You can rep­licate this in plain Cloud­Form­a­tion, by having a number of sep­arate stacks; and im­porting ref­er­ences from them; but you’ll end up needing to spe­cify the names of each stack some­how. You could po­ten­tially end up Green­spun­ning a module system from scratch, though, using these im­ported ref­er­ences and string con­cat­en­a­tion, so using a lan­guage that provides mod­u­larity feels more nat­ural.

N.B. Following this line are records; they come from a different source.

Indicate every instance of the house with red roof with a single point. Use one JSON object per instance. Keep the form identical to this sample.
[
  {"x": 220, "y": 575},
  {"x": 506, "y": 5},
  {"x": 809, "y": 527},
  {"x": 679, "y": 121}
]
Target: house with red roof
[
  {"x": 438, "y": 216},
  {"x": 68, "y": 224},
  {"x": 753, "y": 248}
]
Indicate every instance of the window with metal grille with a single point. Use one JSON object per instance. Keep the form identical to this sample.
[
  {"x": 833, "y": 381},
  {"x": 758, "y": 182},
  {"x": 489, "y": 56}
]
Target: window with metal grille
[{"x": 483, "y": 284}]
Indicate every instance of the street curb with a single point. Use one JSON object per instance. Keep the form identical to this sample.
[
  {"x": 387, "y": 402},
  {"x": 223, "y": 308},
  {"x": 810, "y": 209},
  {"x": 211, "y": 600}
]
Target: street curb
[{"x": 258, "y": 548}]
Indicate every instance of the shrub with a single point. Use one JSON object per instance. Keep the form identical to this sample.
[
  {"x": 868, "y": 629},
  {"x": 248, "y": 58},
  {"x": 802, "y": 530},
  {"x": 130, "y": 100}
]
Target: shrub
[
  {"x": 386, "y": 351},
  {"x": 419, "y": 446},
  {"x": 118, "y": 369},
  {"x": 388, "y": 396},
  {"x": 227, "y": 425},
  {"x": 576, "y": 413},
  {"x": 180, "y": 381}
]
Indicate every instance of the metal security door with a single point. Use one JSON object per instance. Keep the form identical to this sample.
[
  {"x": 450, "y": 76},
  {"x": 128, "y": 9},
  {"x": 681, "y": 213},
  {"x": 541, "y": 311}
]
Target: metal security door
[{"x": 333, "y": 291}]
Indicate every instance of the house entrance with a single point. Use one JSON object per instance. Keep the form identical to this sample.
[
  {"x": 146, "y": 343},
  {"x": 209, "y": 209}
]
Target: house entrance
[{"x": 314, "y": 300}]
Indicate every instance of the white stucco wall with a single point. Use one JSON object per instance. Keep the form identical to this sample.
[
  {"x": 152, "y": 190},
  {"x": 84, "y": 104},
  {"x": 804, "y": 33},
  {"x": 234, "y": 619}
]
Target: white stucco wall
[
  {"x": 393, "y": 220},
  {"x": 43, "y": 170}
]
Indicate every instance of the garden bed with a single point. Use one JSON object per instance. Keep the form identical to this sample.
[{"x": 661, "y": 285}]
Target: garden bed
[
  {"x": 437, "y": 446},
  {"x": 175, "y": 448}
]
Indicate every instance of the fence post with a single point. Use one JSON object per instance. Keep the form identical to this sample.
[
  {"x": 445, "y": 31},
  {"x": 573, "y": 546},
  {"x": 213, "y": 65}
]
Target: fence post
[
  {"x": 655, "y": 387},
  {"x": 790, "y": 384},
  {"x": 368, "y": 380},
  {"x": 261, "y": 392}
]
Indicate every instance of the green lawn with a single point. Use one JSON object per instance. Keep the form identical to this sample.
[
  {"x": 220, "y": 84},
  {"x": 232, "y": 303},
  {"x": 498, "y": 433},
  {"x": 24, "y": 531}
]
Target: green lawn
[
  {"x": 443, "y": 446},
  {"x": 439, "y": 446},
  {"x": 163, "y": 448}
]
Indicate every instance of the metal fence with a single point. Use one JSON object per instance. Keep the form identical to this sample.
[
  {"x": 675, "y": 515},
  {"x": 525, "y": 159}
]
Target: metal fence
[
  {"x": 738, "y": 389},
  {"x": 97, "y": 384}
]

However, be­cause the py­thon eco­system provides a pack­aging mech­an­ism, it’s en­tirely pos­sible to pub­lish a py­thon module providing say, 90% of what you need for a typ­ical ap­plic­a­tion stack, and have the con­suming ap­plic­a­tion in­ject ref­er­ences to source trees or de­ploy­able ar­ti­facts, and provide a de­ploy­able con­fig­ur­a­tion. It’s not quite as con­venient as a fully plumbed solu­tion like Kuber­netes since you’ll have to in­teg­rate that with your build / de­ploy mech­an­isms, but it’s still a pretty good solu­tion when you need the flex­ib­il­ity.

So; when would I want to use Cloud­Form­a­tion, vs. some­thing higher level? Well, as men­tioned above, the prin­ciple use of this is going to be building in­fra­struc­ture for others to con­sume, or for more com­plex pro­jects where you need re­l­at­ively finely grained con­trol over say, data­base usage or place­ment for real-­time ser­vices and batch jobs.

Con­versely though, be­cause Cloud­Form­a­tion provides re­l­at­ively thin ab­strac­tions; this can po­ten­tially make it easier to debug or trace faults than sys­tems like Kuber­netes if you don’t have an ex­pert team man­aging it, simply be­cause the more fine-­grained con­trol can make it easier to trace what pro­cess is run­ning on which server; even if the servers them­selves are eph­em­eral, the roles they serve may not be.